Matching pursuit decomposition in Svarog

Mp5 software for matching pursuit (MP) decomposition of (biomedical multivariate) time series was developed at the University of Warsaw, Faculty of Physics. The algorithm is based upon the seminal paper by Mallat and Zhang (Mallat1993) with modifications described partly by Durka et al. (Durka2001) and Kuś et al. (Kuś2013). Mp5 is designed for batch processing input signals and writing results to disk files called—after (Mallat1993)decomposition books. These books (*.b) contain parameters of the functions selected for representation of the analyzed signal. 

Svarog offers an interactive interface for MP decomposition, allowing for:

  1. simple selection of the part of the signal for MP decomposition,
  2. running mp5 decomposition according to selected parameters
  3. visualization of the results in terms of interactive time-frequency maps of signal's energy density.
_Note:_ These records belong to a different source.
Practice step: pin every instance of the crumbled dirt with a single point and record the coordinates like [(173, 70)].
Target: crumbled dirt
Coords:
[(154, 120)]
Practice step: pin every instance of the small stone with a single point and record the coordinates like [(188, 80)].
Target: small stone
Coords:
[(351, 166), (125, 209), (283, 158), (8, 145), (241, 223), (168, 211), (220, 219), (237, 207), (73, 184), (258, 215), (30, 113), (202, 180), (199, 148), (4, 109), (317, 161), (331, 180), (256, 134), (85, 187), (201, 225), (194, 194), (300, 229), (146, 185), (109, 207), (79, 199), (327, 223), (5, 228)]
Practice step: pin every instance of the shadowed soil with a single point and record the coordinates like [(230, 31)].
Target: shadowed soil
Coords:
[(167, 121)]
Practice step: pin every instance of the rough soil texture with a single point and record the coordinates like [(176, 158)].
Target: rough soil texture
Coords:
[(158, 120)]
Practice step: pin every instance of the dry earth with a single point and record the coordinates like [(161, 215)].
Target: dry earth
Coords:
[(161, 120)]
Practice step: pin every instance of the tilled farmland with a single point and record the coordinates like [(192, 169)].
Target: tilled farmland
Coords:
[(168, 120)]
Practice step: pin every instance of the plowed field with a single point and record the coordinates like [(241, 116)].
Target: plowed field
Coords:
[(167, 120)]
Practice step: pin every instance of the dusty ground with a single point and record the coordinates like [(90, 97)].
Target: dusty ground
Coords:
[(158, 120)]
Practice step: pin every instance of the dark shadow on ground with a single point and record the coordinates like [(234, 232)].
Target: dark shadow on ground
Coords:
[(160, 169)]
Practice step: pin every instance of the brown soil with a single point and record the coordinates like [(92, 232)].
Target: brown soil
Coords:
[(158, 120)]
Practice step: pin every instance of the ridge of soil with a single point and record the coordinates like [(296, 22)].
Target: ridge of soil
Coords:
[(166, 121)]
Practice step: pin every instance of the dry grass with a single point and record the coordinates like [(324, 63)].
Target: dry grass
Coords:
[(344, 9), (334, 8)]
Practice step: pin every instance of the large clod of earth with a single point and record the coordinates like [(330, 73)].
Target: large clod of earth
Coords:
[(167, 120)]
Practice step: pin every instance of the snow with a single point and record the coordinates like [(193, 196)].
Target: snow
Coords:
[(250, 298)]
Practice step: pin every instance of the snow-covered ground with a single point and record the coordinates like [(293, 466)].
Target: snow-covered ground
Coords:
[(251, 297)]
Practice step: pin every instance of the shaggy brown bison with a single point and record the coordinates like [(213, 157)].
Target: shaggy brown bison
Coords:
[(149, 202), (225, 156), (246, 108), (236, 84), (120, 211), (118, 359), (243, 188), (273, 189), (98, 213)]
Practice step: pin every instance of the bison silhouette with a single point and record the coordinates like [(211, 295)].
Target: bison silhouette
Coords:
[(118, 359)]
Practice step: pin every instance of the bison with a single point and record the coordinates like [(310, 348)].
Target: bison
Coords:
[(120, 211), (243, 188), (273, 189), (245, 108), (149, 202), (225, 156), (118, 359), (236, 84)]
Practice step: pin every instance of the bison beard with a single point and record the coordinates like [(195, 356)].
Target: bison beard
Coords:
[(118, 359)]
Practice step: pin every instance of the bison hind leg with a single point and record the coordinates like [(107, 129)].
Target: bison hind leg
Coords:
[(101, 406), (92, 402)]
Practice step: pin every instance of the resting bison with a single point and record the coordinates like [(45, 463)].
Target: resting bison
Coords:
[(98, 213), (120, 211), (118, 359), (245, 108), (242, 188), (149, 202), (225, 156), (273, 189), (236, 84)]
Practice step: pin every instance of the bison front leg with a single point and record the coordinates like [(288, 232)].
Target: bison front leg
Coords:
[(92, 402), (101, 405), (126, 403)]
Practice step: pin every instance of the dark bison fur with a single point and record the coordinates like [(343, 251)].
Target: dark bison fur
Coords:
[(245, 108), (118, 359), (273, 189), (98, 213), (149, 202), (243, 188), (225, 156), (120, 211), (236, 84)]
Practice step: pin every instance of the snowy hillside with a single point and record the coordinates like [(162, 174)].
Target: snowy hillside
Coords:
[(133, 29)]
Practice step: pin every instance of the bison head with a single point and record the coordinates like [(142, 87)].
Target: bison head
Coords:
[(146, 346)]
Some of the topics presented below are covered in a screencast avaialble at http://braintech.pl/svarog/screencast.html. Caveat: default settings are optimized for speed rather than quality of the decomposition. This may be sufficient for the first try, but serious use requires some understanding of the procedure. Detailed description of the algorithm is given in (Kuś2013), http://www.biomedical-engineering-online.com/content/12/1/94.

Contents:

  1. Configuration
  2. Selecting the signal epoch(s) for decomposition
  3. Detailed settings and structure of the mp5 config file
  4. Comments in the config file
  5. Input settings — obligatory settings
    1. nameOfDataFile
    2. nameOfOutputDirectory
    3. writingMode
    4. numberOfChannels
    5. selectedChannels
    6. numberOfSamplesInEpoch
    7. selectedEpochs
    8. typeOfDictionary
    9. energyError
    10. randomSeed
    11. reinitDictionary
    12. maximalNumberOfIterations
    13. energyPercent
    14. MP
    15. scaleToPeriodFactor
    16. samplingFrequency
    17. pointsPerMicrovolt
  6. Input parameters — additional settings
    1. normType
    2. diracInDictionary
    3. gaussInDictionary
    4. sinCosInDictionary
    5. gaborInDictionary
    6. progressBar
  7. Example configuration file
  8. References

Configuration

By default, Svarog looks for the file containing the mp5 binary in PATH. If you installed the system from .deb packages (see http://deb.braintech.pl) it should be already preconfigured. If that does not work, you should provide the correct path in the "Preferences" dialog (Edit/Preferences), tab Tools:

chooseMPexecutor

If you downloaded mp5 together with Svarog in one archive, executables for different operating systems can be located under mp5 in subfolders linux, windows, and mac.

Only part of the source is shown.